By JOE JAROSZ
March 12, 2014
With time, comes change.
The organizers of Culture Without Borders know they are not immune to change. The annual event is celebrating 18 years this March, has already experienced some change by condensing the art exhibit from a traveling showcase into a single gallery location. In the future, organizers know there will be more change, as well.
The annual art exhibit kicked off on Friday, March 7, at the Vine Street Studio, 2033 Vine St., with an opening ceremony. The exhibits will continue to be on display for the public until Saturday, March 29, 2014. Admission into the studio is free.
Rebecca Koop, president and treasurer of Northeast Arts Kansas City, said the event has lasted 18 years because it has accepted change. In its 18 year history, Koop said this is the first time the pieces will be held in one venue. Culture Without Borders, she said, began as a traveling art show that crossed three months and three different locations.
The exhibit moved around to several locations in the Northeast before landing at the American Heartland Theater, formerly located in the Crown Center.
“That location was great because we got a lot more people to the shows,” Koop said.
Since the American Heartland Theater closed and the exhibit doesn’t get a big audience, Koop said the decision was made to have it at the Vine Street Studio. Since the exhibit has been condensed, Koop said she’s thinking about the future and what the next level of the show will be, which she thinks is digital images.

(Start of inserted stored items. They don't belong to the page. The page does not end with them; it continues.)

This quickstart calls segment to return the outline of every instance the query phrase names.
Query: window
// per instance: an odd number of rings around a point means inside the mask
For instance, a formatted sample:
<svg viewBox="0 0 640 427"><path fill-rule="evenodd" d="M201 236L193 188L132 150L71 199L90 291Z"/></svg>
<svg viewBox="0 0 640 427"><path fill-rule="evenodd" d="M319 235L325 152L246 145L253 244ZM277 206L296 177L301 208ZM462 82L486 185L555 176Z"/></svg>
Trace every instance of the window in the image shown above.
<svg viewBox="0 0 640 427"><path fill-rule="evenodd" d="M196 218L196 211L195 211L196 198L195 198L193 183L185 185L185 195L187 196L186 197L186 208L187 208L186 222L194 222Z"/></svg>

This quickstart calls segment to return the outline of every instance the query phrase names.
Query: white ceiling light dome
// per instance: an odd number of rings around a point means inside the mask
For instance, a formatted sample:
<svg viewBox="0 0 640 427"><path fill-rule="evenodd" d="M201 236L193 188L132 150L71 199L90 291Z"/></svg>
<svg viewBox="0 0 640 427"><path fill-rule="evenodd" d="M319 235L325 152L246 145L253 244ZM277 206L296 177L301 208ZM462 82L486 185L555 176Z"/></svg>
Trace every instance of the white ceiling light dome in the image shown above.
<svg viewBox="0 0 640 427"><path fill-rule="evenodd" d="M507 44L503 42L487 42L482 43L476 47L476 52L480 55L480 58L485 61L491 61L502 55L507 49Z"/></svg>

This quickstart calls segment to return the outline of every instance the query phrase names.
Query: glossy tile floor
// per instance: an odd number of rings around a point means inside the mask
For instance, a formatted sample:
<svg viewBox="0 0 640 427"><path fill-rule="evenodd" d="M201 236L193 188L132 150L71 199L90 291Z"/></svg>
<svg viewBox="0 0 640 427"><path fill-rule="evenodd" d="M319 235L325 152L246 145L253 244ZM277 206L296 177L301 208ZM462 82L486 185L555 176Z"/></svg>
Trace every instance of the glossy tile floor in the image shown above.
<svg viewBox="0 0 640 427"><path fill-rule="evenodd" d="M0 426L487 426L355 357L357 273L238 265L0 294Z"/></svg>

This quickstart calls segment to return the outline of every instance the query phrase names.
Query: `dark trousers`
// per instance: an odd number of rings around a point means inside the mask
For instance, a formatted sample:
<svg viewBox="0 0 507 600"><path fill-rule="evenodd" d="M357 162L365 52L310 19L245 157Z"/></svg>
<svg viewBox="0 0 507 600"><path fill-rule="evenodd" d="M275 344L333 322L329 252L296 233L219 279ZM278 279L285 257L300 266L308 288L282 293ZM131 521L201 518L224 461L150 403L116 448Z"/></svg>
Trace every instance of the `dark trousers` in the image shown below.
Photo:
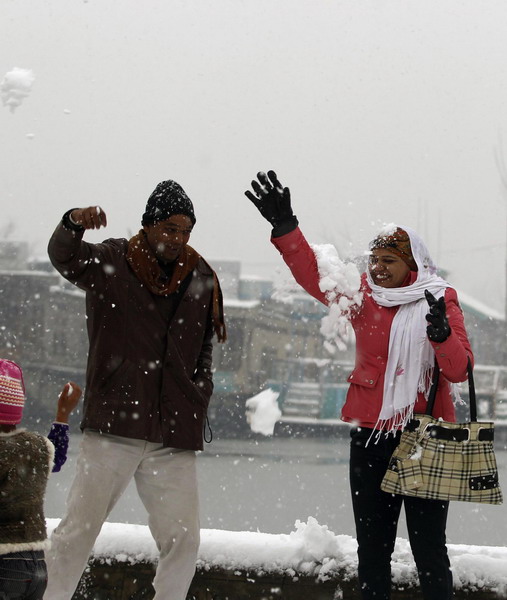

“Change is a good thing,” Koop said, adding she wants to continue to make the show affordable and accessible, while expanding the audience because “the show is for the artists. We put them on a pedestal.”
With each new year, the exhibit gets a new juror and this year it is Jennie Federick. She earned a bachelor of fine arts in fiber from the Kansas City Art Institute, followed by a master of fine arts from Indiana State University. Frederick apprenticed at Twinrocker Handmade Paper and founded Kansas City Paperworks, Inc. in 1983. Federick also taught at several local universities, has been featured in multiple publications and has showcased her work internationally.
When selecting a juror, Koop said she looks for someone with either experience in teaching art or practicing art. The juror spends several hours with the show’s pieces before selecting the winners, which include prizes for best theme, mixed media and 2D and 3D art.
This year’s winners include: Marion Caruthers for best in show, Pat Deeter for 2D art, Rebecca Lawrence for multi media art and Joseph Smith won the theme award.
The success and the future of the show is dependent on the artists and their enthusiasm. Even though she described the event as the little show that keeps going, she said changes are going to have to be made because Northeast Arts Kansas City can’t keep running the event at a loss.
“This needs the community’s support,” Koop said.
The gallery is open for public viewing from 3 – 5 p.m. Wednesday and Thursday and 4 – 6 p.m. on Friday.